Middenoosten Vredesproces
De Raad besprak de stand van zaken in het Midden-Oosten Vredesproces tegen
de achtergrond van de besprekingen in Taba, het aanhoudende geweld aan beide
zijden, het aantreden van een nieuwe regering in Washington, de aankomende
Israëlische verkiezingen, alsmede de rol van HV Solana als lid van de
Mitchell-commissie.
De Raad sprak waardering uit voor de inspanningen van President Clinton en
stelde de vredesonderhandelingen tussen de partijen in Egypte te
ondersteunen. De Raad verzocht aan het Voorzitterschap, HV Solana en
Speciaal Gezant Morantinos in nauw contact te blijven met de partijen en
intensieve contacten te onderhouden met de nieuwe Amerikaanse regering.
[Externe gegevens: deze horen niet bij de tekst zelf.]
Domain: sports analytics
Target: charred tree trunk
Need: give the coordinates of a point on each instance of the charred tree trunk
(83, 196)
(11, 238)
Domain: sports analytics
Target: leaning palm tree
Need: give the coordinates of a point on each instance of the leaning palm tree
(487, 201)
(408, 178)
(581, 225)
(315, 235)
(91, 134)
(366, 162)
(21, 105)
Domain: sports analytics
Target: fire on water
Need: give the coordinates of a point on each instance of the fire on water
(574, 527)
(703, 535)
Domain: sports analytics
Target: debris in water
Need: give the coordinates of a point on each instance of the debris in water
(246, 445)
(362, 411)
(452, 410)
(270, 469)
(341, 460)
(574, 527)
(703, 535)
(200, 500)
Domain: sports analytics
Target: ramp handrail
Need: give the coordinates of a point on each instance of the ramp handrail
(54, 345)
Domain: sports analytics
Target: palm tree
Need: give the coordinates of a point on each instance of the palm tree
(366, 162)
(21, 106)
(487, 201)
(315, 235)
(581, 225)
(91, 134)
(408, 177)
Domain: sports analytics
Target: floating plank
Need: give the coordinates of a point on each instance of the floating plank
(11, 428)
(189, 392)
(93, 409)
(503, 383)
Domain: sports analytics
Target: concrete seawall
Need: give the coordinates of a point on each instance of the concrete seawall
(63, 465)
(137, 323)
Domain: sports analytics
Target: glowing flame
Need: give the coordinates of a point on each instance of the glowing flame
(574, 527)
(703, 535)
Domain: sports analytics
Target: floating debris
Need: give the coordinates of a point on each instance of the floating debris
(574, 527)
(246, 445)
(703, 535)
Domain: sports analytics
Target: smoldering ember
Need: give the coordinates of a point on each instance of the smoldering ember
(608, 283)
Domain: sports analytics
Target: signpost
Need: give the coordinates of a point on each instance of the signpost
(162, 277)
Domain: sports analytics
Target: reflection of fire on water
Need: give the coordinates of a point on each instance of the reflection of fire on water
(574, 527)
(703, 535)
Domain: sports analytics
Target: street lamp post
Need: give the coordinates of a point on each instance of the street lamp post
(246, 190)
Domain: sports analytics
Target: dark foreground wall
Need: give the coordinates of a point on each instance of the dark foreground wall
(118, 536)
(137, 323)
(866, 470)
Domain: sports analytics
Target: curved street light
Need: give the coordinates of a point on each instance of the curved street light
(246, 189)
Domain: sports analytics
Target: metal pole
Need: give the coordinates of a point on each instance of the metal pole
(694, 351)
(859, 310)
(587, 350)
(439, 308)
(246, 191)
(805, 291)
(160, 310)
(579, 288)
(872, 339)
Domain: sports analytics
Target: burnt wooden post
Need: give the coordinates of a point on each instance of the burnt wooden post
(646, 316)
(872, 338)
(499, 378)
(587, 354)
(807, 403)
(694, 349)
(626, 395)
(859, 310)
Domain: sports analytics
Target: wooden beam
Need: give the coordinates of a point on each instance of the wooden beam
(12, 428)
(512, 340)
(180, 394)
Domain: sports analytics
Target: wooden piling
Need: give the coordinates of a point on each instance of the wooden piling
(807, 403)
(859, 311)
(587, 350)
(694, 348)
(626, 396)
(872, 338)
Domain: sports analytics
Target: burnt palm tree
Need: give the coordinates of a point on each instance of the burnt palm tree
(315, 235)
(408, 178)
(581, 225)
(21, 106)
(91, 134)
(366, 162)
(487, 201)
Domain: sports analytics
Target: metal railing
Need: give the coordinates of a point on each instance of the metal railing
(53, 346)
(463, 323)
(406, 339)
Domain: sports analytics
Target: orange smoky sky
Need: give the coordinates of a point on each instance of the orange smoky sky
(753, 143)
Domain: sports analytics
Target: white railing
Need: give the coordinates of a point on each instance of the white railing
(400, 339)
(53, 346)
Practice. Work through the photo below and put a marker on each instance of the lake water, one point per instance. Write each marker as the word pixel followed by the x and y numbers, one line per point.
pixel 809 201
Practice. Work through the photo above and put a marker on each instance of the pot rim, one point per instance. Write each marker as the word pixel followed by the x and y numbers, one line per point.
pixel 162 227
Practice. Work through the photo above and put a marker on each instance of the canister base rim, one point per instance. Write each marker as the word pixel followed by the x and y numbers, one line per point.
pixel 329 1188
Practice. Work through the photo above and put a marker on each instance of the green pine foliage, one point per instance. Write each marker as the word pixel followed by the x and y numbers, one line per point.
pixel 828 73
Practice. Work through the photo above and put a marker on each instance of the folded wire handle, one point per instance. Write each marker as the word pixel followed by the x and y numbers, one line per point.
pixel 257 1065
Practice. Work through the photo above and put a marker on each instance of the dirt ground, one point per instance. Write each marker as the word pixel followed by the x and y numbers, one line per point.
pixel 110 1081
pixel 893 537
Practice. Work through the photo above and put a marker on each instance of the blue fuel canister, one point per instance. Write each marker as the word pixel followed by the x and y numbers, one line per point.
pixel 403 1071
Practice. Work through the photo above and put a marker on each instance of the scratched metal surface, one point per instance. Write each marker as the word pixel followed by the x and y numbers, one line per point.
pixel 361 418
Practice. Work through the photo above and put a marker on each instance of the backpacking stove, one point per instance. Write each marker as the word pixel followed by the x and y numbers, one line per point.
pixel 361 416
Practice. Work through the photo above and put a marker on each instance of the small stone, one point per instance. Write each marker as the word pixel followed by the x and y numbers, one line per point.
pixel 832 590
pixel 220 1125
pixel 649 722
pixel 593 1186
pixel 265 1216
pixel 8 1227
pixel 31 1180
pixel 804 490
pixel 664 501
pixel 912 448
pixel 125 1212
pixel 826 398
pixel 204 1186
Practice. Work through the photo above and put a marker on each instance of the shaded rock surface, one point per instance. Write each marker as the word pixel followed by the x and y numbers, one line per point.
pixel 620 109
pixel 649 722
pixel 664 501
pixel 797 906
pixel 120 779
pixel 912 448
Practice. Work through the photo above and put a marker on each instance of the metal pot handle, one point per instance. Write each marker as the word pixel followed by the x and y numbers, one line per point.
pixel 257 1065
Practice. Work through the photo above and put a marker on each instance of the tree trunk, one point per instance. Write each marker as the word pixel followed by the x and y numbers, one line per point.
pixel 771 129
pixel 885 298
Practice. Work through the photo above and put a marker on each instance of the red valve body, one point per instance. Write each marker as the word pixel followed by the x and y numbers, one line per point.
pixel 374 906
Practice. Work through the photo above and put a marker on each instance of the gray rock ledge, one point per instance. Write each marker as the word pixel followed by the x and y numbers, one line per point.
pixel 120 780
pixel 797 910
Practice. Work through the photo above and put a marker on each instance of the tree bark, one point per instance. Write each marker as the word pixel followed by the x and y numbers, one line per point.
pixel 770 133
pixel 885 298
Voorts heeft de Raad Israël opgeroepen onverwijld een einde te maken aan de inhouding van verschuldigde belastingoverdrachten aan de Palestijnse Autoriteit en het afsluiten van gedeelten van de Bezette Gebieden. Deze maatregelen hebben verwoestende gevolgen voor de Palestijnse economie en dus voor de politieke stabiliteit in de regio. Met betrekking tot de inhouding van belastingoverdrachten was er overeenstemming dat de EU opnieuw geld dient te reserveren om ook in de komende maanden eventuele liquiditeitsproblemen bij de Palestijnse Autoriteit te kunnen opvangen.
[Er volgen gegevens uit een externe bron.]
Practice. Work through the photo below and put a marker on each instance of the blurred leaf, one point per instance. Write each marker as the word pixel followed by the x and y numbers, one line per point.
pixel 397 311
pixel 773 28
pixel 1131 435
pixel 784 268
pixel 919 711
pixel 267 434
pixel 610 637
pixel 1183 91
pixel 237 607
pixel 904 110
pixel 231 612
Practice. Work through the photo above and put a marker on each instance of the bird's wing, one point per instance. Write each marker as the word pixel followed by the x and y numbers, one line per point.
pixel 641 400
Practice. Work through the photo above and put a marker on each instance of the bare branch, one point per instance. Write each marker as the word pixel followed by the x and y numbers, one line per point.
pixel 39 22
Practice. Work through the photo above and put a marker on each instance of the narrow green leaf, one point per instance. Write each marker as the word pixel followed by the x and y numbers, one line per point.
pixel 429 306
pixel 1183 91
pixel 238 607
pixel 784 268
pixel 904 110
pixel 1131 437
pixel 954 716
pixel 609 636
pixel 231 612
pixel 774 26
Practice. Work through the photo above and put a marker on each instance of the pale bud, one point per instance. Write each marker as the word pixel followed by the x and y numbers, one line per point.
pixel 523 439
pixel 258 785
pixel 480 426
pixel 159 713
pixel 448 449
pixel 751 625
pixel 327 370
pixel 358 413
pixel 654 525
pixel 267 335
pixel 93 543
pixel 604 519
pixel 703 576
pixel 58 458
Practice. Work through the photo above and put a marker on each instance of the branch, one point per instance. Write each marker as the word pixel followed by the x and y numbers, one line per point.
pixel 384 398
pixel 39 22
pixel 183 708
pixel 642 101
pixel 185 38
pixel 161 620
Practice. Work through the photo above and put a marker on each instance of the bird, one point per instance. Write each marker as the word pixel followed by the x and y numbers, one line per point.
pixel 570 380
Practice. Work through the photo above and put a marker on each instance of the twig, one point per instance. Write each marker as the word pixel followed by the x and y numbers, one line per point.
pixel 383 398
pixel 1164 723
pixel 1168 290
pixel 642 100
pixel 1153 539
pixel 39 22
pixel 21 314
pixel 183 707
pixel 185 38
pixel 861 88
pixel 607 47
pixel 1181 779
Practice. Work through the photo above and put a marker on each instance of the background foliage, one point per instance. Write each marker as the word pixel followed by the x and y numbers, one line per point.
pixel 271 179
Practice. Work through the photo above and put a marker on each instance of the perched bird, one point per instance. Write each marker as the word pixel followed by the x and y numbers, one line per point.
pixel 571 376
Het Voorzitterschap kondigde aan dat de ondertekening van het Verdrag van
Nice zal plaatsvinden op 26 februari in Nice, aansluitend op de Algemene
Raad.
De Raad sprak over de aanzet die in Nice is gegeven voor een debat over de
toekomst van de Europese Unie. Het Zweedse en Belgische Voorzitterschap
zullen hieraan in eerste instantie verder invulling geven. Zoals bekend zal
in december 2001 in Laeken een 'richting-gevende verklaring' worden
aangenomen over deze discussie over de toekomst, met initiatieven voor
voortzetting van dit proces. Verschillende lidstaten wezen op het belang
burgers, nationale parlementen en maatschappelijke organisaties bij dit
debat te betrekken. Voorzitter Lindh zei, in samenwerking met de Commissie
en het Europees Parlement spoedig met nadere voorstellen voor de organisatie
van dit debat te zullen komen.
Wat betreft de uitbreiding presenteerde de Voorzitter het programma voor de
komende zes maanden, in lijn met het werkplan zoals geaccordeerd door de
Europese raad te Nice. Onderhandelingsrondes met de kandidaat-lidstaten op
ambassadeursniveau zijn voorzien in maart en mei. De volgende ministeriële
onderhandelingsronde zal medio juni plaatsvinden.
De Raad ging zonder discussie akkoord met de ontwerp-besluiten over de
instelling van nieuwe permanente organen ten behoeve van het EVDB (Politiek
Veiligheids- comité, Militair Comité, Militaire Staf) volgens de daarin
bepaalde modaliteiten.
En marge van de Raad vond de Tweede Samenwerkingsraad met Oezbekistan
plaats. Respect voor mensenrechten stond daarbij centraal. Voorzitter Lindh
sprak haar bezorgdheid uit over berichten als zouden leden van
islamitisch-fundamentalistische bewegingen en hun familieleden worden
gemarteld. Respect voor internationaal aanvaarde normen inzake democratie
en rechtstaat waren van essentieel belang wilde de samenwerking tussen de EU
en Oezbekistan daadwerkelijk gestalte kunnen krijgen.